Saí a pé. Caminhando com minha mala de rodinhas pelas pistas de acesso ao terminal. Subi a rampa que levava a passarela e fui até o metrô. Já eram seis e meia da tarde quando desembarquei no Mercado Municipal e, sorrindo, caminhei por aquela bagunça, aquela sujeira de final de tarde que em qualquer lugar seria abominável, mas no centro de Porto Alegre é uma poesia urbana única, tocada pelos poetas que lá vivem e viveram.
Deixar as malas no Hotel era apenas protelar a visita à Casa de Cultura Mário Quintana.

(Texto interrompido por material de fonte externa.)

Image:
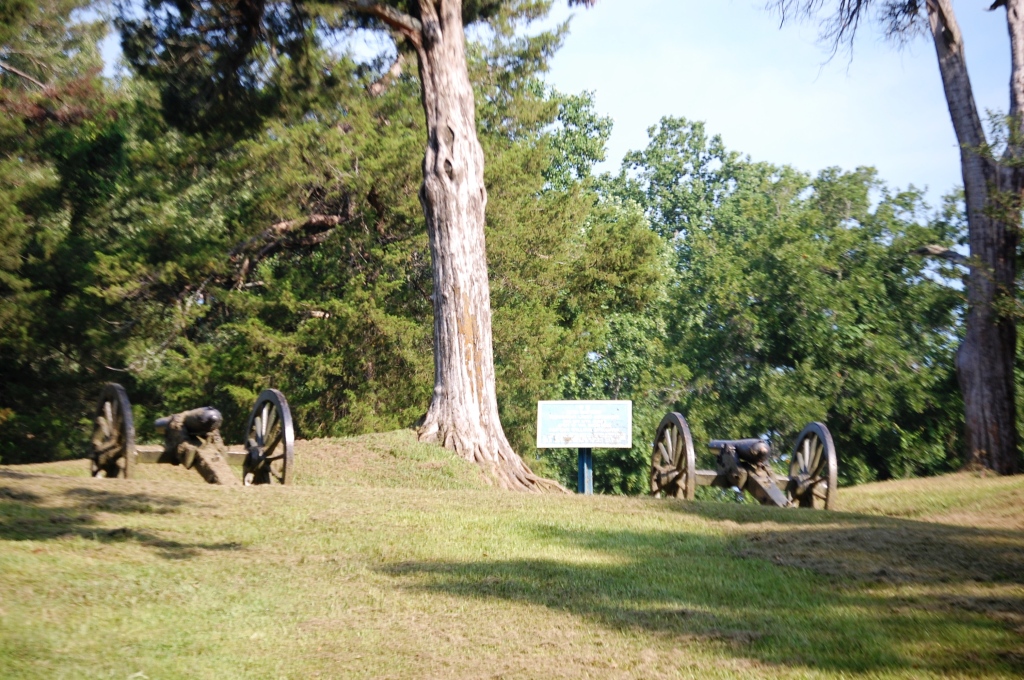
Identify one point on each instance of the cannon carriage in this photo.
(192, 438)
(745, 464)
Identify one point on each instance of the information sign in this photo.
(598, 424)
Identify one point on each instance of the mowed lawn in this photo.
(391, 559)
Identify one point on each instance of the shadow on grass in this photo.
(27, 516)
(718, 588)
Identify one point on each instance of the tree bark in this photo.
(985, 359)
(463, 413)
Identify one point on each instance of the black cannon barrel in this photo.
(749, 450)
(197, 421)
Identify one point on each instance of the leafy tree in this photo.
(227, 46)
(992, 189)
(59, 151)
(796, 300)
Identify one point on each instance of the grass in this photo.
(390, 558)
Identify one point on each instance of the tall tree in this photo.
(992, 184)
(246, 37)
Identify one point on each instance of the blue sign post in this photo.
(585, 425)
(585, 471)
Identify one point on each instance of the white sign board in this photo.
(604, 424)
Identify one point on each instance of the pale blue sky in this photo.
(769, 92)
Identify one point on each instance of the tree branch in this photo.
(22, 74)
(941, 252)
(377, 87)
(408, 26)
(311, 230)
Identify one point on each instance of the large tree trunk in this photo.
(463, 413)
(985, 359)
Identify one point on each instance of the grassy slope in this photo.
(356, 571)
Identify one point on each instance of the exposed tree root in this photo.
(502, 466)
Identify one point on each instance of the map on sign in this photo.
(604, 424)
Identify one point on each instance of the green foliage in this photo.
(199, 247)
(797, 299)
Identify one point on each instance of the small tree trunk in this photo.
(463, 413)
(985, 359)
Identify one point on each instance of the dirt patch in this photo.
(892, 551)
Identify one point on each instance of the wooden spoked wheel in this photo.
(673, 464)
(269, 441)
(813, 469)
(113, 434)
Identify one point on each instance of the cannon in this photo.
(192, 438)
(745, 464)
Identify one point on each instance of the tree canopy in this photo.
(201, 260)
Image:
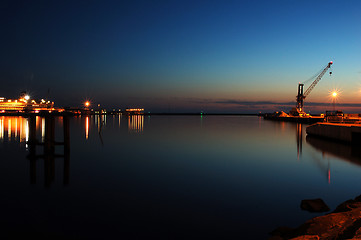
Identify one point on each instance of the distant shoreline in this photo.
(109, 113)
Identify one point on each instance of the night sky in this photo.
(176, 56)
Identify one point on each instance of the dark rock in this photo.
(314, 205)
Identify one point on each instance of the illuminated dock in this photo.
(25, 104)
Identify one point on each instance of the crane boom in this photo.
(309, 89)
(301, 96)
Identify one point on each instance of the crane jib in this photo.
(301, 96)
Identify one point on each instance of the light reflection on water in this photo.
(169, 176)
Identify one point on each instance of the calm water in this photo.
(167, 177)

Lá, em menos de meia hora, vi tango, vi teatro, vi fotografias, vi o quarto do poeta. Peguei meus papeizinhos com roteiros e espetáculos e saí em disparada à Lima e Silva. Eu precisava ver aquelas pessoas que habitam os bares ao final de tarde. Mas antes, por meu instinto humano, fui visitar a rua em que morei, uma das mais importantes e famosas de Porto Alegre: a Fernando Machado. Onde morou, também, alguns séculos antes de mim, o maníaco do Arvoredo, lendário assassino. Tudo estava igual. Assim como na Lima e na Rua da República. Os mesmos bares, as mesmas pessoas estranhas e sorridentes.
Passei quase uma semana pela cidade. Fui ao Teatro de Arena. Fui à Palavraria, na Vasco. Fui rever alguns amigos. Caminhei até ter bolhas nos pés.
Fui ao Parcão, o Parque Moinhos de Vento, onde tirei fotos, vi os cachorros e sentei um pouco na grama, para celebrar a música da Cidadão Quem, a banda gaúcha que mais gosto.
Conheci, por ali, um café chamado Domitila, onde, ao chegar, você sempre é recebido com pétalas de rosas jogadas ao ar. Lá voltei duas ou três vezes durante minha permanência, sempre provando do café da água com gás, servida com hortelã.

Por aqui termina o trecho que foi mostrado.